While we as a nation regret our shortcomings in stopping the Holocaust, we must remember that if we are to be the greatest country on earth, we have a responsibility to make sure that one never happens again. That means that when we see genocide happening, we stop it, and when we draw a “red line,” we keep it.

There is no place for tyranny in this world. The world should be ashamed that it has allowed Bassar Al-Assad to gas children, run torture camps, and a murder over 400,000; the world should be ashamed that it still does business with the likes of Vladimir Putin and Ayatollah Khamenei, who actively support Assad. How can we be so complacent living with evil, and so afraid of doing the right thing?

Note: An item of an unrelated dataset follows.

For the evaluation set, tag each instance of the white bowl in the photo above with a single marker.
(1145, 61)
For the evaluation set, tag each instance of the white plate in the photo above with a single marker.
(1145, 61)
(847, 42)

Albert Einstein once said that “The world is a dangerous place to live. Not because of the people who are evil; but because of the people who don't do anything about it.”


In regards to removing Assad, most would explain that they fear the power vacuum that ensues--after all, the terror groups filled the vacuums left by the overthrows of Saddam Hussein and Muhammar Gadhafi. Those vacuums were eventually exposed because neither the United States or its allies could fill them forever.


But imagine a world where all freedom-loving countries realize that dictatorship is a threat to them all. Imagine a global community that decided to never tolerate regimes that torture, enslave, or murder. Imagine a global community that willingly filled power vacuums for as long as it takes in order to ensure peace and the survival of human dignity. Imagine a global community that would refuse to interact with those who aid those regimes.


That kind of world would be one in which the evil and their supporters would stand no chance—they would be brought to justice, not appeased. Those like Assad would be afraid to take power in the first place.


The reason why we don’t live in that kind of world is because countries are afraid to risk shouldering the burden on their own. Like the isolationists after World War I, there are those who fear that if the United States takes responsibility for stopping the injustices, it will be serving as a global police force—all alone. But if we don’t take the lead, who will? And if someone else takes the lead, will the rest of the world follow?


We must remember that America is more than a country—it is an idea. It is an idea that all people ought to be free, treated with dignity and respect, and that people of all backgrounds can love and live with one another. That idea is no longer an American phenomenon, as it has spread across the globe the world has become a better place because of it.


America is not involved in the world because it is a great country; it is a great country because it is involved in the world. Until the world follows, for as long as people are oppressed or in need, America must be there. It’s not about power; it’s about doing the right thing. We the American people must lead the way.